M. E. Салтыков родился 15 января 1826 года в селе Спас-Угол Калязинского уезда Тверской губернии. Родители его были довольно богатые местные помещики. Учиться грамоте Салтыков начал семи лет, а именно в день своего рождения – 15 января 1833 года. Первым учителем его был крепостной человек, живописец Павел, который, с «указкой» в руках, заставлял его «твердить» азбуку. Затем, в 1834 году, вышла из Московского Екатерининского института старшая сестра его Надежда Евграфовна, и дальнейшее обучение Салтыкова было вверено ей и ее товарке по институту, Авдотье Петровне Василевской, поступившей в дом в качестве гувернантки. Кроме того, в образовании Салтыкова принимали участие: священник села Заозерья, Иван Васильевич, который обучал латинскому языку по грамматике Кошанского, и студент Троицкой духовной академии, Матвей Петрович Салмин, который два года сряду приглашался во время летних вакаций. Вообще нельзя сказать, чтоб воспитание было блестящее, тем не менее в августе 1836 года, то есть десяти лет, Салтыков был настолько приготовлен, что поступил в шестиклассный, в то время, Московский Дворянский институт (только что преобразованный из университетского пансиона), в третий класс, где и пробыл два года, но не по причине неуспеха в науках, а по малолетству.

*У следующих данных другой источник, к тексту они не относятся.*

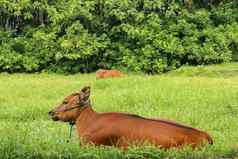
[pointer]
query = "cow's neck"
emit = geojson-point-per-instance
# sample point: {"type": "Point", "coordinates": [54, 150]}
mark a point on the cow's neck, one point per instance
{"type": "Point", "coordinates": [85, 118]}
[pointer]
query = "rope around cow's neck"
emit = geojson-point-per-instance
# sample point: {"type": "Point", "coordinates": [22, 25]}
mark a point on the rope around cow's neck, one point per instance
{"type": "Point", "coordinates": [71, 124]}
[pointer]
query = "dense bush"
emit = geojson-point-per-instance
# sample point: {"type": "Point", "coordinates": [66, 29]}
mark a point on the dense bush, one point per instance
{"type": "Point", "coordinates": [141, 35]}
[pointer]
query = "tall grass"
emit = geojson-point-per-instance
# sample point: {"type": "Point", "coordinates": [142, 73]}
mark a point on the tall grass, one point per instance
{"type": "Point", "coordinates": [206, 102]}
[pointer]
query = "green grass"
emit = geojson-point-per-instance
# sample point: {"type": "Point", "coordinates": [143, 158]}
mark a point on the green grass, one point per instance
{"type": "Point", "coordinates": [200, 97]}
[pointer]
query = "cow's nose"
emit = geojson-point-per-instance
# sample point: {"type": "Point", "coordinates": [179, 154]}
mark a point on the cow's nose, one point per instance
{"type": "Point", "coordinates": [51, 113]}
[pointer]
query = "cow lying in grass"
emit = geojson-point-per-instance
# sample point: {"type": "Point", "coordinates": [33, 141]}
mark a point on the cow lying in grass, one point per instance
{"type": "Point", "coordinates": [101, 73]}
{"type": "Point", "coordinates": [122, 130]}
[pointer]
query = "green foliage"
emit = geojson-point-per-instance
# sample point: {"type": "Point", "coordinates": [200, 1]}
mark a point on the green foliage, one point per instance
{"type": "Point", "coordinates": [140, 35]}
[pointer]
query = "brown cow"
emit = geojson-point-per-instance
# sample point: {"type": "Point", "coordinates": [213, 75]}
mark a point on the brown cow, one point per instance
{"type": "Point", "coordinates": [121, 129]}
{"type": "Point", "coordinates": [101, 73]}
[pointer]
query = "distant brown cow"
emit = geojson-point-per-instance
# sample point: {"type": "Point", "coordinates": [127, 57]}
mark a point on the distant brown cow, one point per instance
{"type": "Point", "coordinates": [101, 73]}
{"type": "Point", "coordinates": [122, 130]}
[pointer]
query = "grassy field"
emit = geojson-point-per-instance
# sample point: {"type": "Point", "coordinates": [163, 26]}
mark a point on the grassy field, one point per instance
{"type": "Point", "coordinates": [203, 97]}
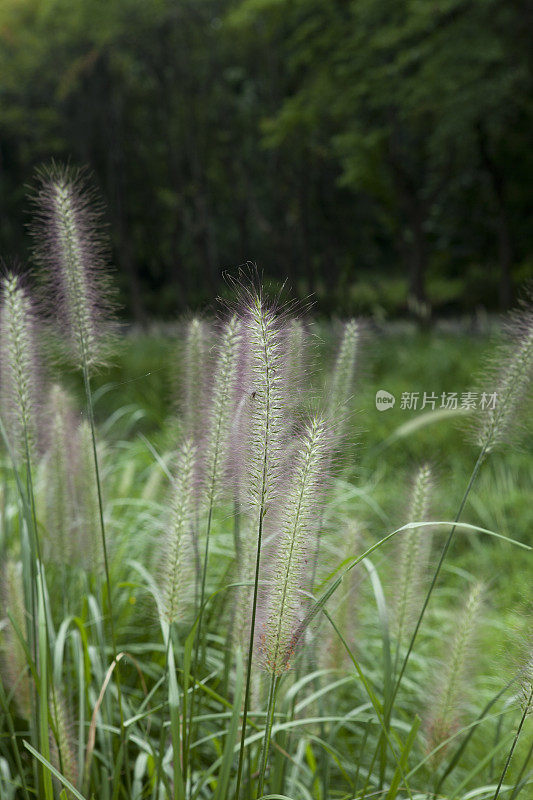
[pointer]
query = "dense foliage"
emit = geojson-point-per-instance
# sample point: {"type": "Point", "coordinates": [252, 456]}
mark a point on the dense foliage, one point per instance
{"type": "Point", "coordinates": [376, 152]}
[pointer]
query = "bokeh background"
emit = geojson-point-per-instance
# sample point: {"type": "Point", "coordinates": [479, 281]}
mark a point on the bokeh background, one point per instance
{"type": "Point", "coordinates": [376, 153]}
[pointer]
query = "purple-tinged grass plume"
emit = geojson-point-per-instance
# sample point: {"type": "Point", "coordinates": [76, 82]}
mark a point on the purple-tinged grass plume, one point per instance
{"type": "Point", "coordinates": [262, 412]}
{"type": "Point", "coordinates": [508, 381]}
{"type": "Point", "coordinates": [413, 551]}
{"type": "Point", "coordinates": [283, 611]}
{"type": "Point", "coordinates": [19, 368]}
{"type": "Point", "coordinates": [177, 556]}
{"type": "Point", "coordinates": [265, 387]}
{"type": "Point", "coordinates": [220, 410]}
{"type": "Point", "coordinates": [196, 368]}
{"type": "Point", "coordinates": [15, 672]}
{"type": "Point", "coordinates": [444, 712]}
{"type": "Point", "coordinates": [62, 743]}
{"type": "Point", "coordinates": [71, 247]}
{"type": "Point", "coordinates": [344, 371]}
{"type": "Point", "coordinates": [61, 480]}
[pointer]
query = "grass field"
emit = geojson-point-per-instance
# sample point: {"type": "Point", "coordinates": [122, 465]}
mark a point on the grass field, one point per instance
{"type": "Point", "coordinates": [328, 740]}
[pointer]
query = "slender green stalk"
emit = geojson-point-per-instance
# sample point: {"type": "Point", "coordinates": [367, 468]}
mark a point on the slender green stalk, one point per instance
{"type": "Point", "coordinates": [515, 740]}
{"type": "Point", "coordinates": [250, 656]}
{"type": "Point", "coordinates": [90, 413]}
{"type": "Point", "coordinates": [274, 685]}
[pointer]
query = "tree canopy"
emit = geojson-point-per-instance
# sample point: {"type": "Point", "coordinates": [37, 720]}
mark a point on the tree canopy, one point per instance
{"type": "Point", "coordinates": [375, 152]}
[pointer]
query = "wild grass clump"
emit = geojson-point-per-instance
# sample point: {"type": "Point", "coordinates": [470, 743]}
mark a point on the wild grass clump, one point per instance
{"type": "Point", "coordinates": [223, 609]}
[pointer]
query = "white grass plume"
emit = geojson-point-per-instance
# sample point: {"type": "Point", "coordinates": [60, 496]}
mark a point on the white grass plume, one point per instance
{"type": "Point", "coordinates": [413, 552]}
{"type": "Point", "coordinates": [177, 556]}
{"type": "Point", "coordinates": [509, 380]}
{"type": "Point", "coordinates": [70, 245]}
{"type": "Point", "coordinates": [283, 611]}
{"type": "Point", "coordinates": [444, 708]}
{"type": "Point", "coordinates": [19, 368]}
{"type": "Point", "coordinates": [221, 410]}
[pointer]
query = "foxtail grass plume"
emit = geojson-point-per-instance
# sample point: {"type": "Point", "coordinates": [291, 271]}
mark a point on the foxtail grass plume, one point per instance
{"type": "Point", "coordinates": [194, 381]}
{"type": "Point", "coordinates": [71, 247]}
{"type": "Point", "coordinates": [346, 602]}
{"type": "Point", "coordinates": [15, 673]}
{"type": "Point", "coordinates": [245, 572]}
{"type": "Point", "coordinates": [344, 370]}
{"type": "Point", "coordinates": [264, 404]}
{"type": "Point", "coordinates": [177, 556]}
{"type": "Point", "coordinates": [296, 354]}
{"type": "Point", "coordinates": [508, 383]}
{"type": "Point", "coordinates": [282, 611]}
{"type": "Point", "coordinates": [221, 409]}
{"type": "Point", "coordinates": [62, 508]}
{"type": "Point", "coordinates": [444, 709]}
{"type": "Point", "coordinates": [19, 368]}
{"type": "Point", "coordinates": [413, 550]}
{"type": "Point", "coordinates": [62, 743]}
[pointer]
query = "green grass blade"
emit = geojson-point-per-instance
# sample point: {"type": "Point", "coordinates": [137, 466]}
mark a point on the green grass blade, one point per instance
{"type": "Point", "coordinates": [51, 770]}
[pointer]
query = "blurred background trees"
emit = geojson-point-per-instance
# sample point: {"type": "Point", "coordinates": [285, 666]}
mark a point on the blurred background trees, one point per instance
{"type": "Point", "coordinates": [378, 153]}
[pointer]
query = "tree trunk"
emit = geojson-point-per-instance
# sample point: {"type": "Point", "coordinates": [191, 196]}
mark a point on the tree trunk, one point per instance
{"type": "Point", "coordinates": [503, 228]}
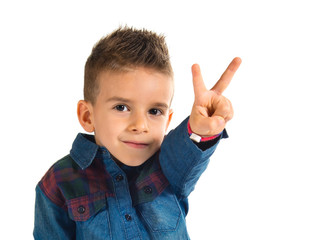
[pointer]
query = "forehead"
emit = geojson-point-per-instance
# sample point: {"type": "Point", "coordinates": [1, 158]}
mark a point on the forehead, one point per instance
{"type": "Point", "coordinates": [138, 83]}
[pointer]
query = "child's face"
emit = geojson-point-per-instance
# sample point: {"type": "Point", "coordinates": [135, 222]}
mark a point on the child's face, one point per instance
{"type": "Point", "coordinates": [132, 113]}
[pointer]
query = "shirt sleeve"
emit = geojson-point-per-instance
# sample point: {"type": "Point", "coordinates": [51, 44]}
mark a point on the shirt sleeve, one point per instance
{"type": "Point", "coordinates": [51, 221]}
{"type": "Point", "coordinates": [182, 161]}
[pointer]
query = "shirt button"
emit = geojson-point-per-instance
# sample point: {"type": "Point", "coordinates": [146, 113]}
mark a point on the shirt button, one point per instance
{"type": "Point", "coordinates": [128, 217]}
{"type": "Point", "coordinates": [119, 178]}
{"type": "Point", "coordinates": [147, 190]}
{"type": "Point", "coordinates": [81, 209]}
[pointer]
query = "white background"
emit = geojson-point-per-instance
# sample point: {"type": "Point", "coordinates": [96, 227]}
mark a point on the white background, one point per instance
{"type": "Point", "coordinates": [267, 181]}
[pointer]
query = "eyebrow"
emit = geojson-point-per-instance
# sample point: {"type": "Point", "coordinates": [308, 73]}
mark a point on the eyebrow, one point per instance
{"type": "Point", "coordinates": [117, 99]}
{"type": "Point", "coordinates": [125, 100]}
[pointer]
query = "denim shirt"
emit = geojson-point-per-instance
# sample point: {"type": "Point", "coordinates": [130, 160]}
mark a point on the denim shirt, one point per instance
{"type": "Point", "coordinates": [86, 195]}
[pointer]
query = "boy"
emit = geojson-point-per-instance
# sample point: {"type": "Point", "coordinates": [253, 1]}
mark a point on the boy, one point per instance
{"type": "Point", "coordinates": [129, 180]}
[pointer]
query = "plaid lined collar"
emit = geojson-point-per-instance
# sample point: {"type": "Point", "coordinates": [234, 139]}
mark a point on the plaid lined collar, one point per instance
{"type": "Point", "coordinates": [84, 150]}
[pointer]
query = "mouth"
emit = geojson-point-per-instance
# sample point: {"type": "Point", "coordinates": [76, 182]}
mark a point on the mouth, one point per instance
{"type": "Point", "coordinates": [137, 145]}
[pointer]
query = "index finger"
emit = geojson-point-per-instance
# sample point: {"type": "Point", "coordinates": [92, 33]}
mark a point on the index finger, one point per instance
{"type": "Point", "coordinates": [227, 76]}
{"type": "Point", "coordinates": [198, 83]}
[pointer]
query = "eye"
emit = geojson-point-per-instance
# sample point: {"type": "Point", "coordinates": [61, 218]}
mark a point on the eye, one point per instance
{"type": "Point", "coordinates": [155, 111]}
{"type": "Point", "coordinates": [121, 108]}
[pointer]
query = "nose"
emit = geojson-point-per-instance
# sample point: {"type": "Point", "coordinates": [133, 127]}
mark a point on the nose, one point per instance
{"type": "Point", "coordinates": [138, 123]}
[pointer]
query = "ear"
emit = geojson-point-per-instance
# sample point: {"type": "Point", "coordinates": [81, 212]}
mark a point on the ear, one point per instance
{"type": "Point", "coordinates": [84, 113]}
{"type": "Point", "coordinates": [170, 115]}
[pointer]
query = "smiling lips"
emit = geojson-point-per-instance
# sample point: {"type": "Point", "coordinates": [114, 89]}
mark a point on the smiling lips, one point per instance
{"type": "Point", "coordinates": [136, 144]}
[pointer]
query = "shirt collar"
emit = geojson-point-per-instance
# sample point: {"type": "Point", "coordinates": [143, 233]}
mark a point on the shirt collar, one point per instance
{"type": "Point", "coordinates": [84, 150]}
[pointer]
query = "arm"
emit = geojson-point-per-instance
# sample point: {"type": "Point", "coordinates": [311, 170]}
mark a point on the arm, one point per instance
{"type": "Point", "coordinates": [181, 160]}
{"type": "Point", "coordinates": [51, 221]}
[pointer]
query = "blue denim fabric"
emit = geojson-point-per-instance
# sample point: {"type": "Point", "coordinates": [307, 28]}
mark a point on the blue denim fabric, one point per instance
{"type": "Point", "coordinates": [182, 163]}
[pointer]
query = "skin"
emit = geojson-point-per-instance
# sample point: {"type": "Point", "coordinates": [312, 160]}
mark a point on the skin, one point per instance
{"type": "Point", "coordinates": [132, 111]}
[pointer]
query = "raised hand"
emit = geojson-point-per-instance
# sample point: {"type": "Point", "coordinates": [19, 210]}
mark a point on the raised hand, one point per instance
{"type": "Point", "coordinates": [211, 110]}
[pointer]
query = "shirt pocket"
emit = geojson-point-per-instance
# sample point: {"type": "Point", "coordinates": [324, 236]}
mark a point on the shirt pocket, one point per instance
{"type": "Point", "coordinates": [161, 214]}
{"type": "Point", "coordinates": [84, 207]}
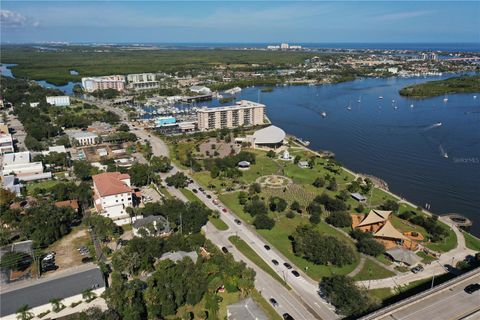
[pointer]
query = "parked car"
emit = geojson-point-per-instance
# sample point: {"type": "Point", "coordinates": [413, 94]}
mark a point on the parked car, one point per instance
{"type": "Point", "coordinates": [417, 269]}
{"type": "Point", "coordinates": [471, 288]}
{"type": "Point", "coordinates": [287, 316]}
{"type": "Point", "coordinates": [273, 302]}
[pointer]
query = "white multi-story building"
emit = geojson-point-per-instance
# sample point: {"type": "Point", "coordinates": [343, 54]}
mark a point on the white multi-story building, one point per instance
{"type": "Point", "coordinates": [115, 82]}
{"type": "Point", "coordinates": [59, 101]}
{"type": "Point", "coordinates": [143, 81]}
{"type": "Point", "coordinates": [19, 164]}
{"type": "Point", "coordinates": [200, 89]}
{"type": "Point", "coordinates": [112, 193]}
{"type": "Point", "coordinates": [84, 138]}
{"type": "Point", "coordinates": [6, 140]}
{"type": "Point", "coordinates": [244, 113]}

Через два года, в 1838 году, Салтыков был переведен в Имп<ераторский> Царскосельский лицей, в силу привилегии, которою пользовался Московский Дворянский институт отправлять каждые полтора года двоих отличнейших учеников в Лицей, где они и поступали на казенное содержание (в числе отправленных таким образом был и нынешний министр народного просвещения гр. Д. А. Толстой). В Лицее Салтыков, уже в 1-м классе, почувствовал решительное влечение к литературе, что и выразилось усиленною стихотворною деятельностью. За это, а равным образом за чтение книг, он терпел всевозможные преследования как со стороны гувернеров, так и, в особенности, со стороны учителя русского языка Гроздова. Он вынужден был прятать свои стихи (большею частью любовного содержания) в рукав куртки и даже в сапоги, но их и там находили. Это повлияло на ежемесячные отметки «из поведения», и Салтыков в течение всего времени пребывания в Лицее едва ли получал отметку свыше 9-ти (полный балл был 12), разве только в последние месяцы перед выпуском, когда сплошь всем ставился полный балл, но и тут, вероятно, не долго, потому что в аттестате, выданном Салтыкову, значится: при довольно хорошем поведении, что прямо означает, что сложный балл его в поведении, за последние два года, был ниже 8-ми. И все это началось со стихов, к которым впоследствии присоединились: «грубости», расстегнутые пуговицы в куртке или мундире, ношение треуголки с поля, а не по форме (что, кстати, было необыкновенно трудно и составляло целую науку), курение табаку и прочие школьные преступления.